With "normalized citation count", I assume you mean the sum of the citations to the papers by a given author, divided by the number of authors of the paper that was cited, correct? So, Edward Witten has a very big normalized citation count, while most people in big collaborations don't.

romanchyla commented 8 years ago

ok, i failed - results of functional queries cannot be faceted, i tried pivot.facets but they are too slow (and for api users will time out); we run solr 4.8 and there is potentially a solution in solr5.0 - to compute stats for individual facets. However, these solutions are unrealistic because they are too slow - it would have to:

  1. search for astrophysics papers (i.e. topn(1000, database:astronomy, citation_count desc)
  2. facet the set by authors
  3. for every author do facet.pivot on citations
  4. compute the stat for result of 3

multivalued fields are very slow

however, the following could get you started - it returns authors of top cited papers in astronomy in year 2015, when you grab the facet (authors), you can then quickly collect metrics for these names (btw: metrics accepts a query, you don't need to search by bibcode only)

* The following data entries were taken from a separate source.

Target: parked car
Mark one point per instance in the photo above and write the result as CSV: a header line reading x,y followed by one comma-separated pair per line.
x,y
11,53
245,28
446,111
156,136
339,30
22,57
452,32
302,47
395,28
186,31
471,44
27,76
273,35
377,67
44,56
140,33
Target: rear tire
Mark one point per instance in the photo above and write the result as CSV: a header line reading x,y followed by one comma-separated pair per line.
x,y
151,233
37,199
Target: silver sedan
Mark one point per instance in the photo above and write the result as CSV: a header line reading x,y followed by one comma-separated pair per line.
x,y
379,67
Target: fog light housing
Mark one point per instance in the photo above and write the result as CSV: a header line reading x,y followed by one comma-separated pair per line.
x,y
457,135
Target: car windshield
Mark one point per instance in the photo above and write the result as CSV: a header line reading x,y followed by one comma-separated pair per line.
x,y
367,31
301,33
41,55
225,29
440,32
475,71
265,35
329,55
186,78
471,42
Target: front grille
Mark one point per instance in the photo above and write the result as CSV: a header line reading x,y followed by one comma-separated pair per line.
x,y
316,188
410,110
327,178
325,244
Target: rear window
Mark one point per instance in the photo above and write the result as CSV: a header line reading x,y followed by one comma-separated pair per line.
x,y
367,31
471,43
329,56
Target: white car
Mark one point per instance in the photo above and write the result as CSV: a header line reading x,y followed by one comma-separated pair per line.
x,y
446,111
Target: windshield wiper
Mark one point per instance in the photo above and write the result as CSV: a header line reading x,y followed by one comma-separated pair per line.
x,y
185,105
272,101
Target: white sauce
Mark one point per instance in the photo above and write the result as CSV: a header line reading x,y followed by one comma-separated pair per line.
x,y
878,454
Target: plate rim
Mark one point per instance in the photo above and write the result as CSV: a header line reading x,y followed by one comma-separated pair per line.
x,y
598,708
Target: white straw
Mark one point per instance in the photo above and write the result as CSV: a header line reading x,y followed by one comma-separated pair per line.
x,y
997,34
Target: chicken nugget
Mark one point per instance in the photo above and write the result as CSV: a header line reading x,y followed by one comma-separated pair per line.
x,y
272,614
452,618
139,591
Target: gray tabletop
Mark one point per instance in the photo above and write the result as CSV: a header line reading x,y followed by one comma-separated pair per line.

q=topn(1000%2C+database%3Aastronomy+AND+year%3A2015%2C+citation_count+desc)&sort=citation_count+desc&fl=bibcode%2Ccitation_count&wt=json&indent=true&facet=true&facet.field=author&facet.mincount=1

however, the usual caveats apply: name could belong to multiple people; the starting criteria are arbitrary (first 1000 papers)

it is not easy to compile the "scientific hitparade"

andycasey commented 8 years ago

Thanks for the ideas on how to deal with this problem! I came up with some code to be able to do this kind of query, or at least approximate what the distribution looks like at the top end. I used @romanchyla 's idea by going from the top cited papers and then searching by authors. My code is not the most efficient query, but it certainly got the job done (and faster than what I expected).

Happy to close this issue if you are. Thanks again!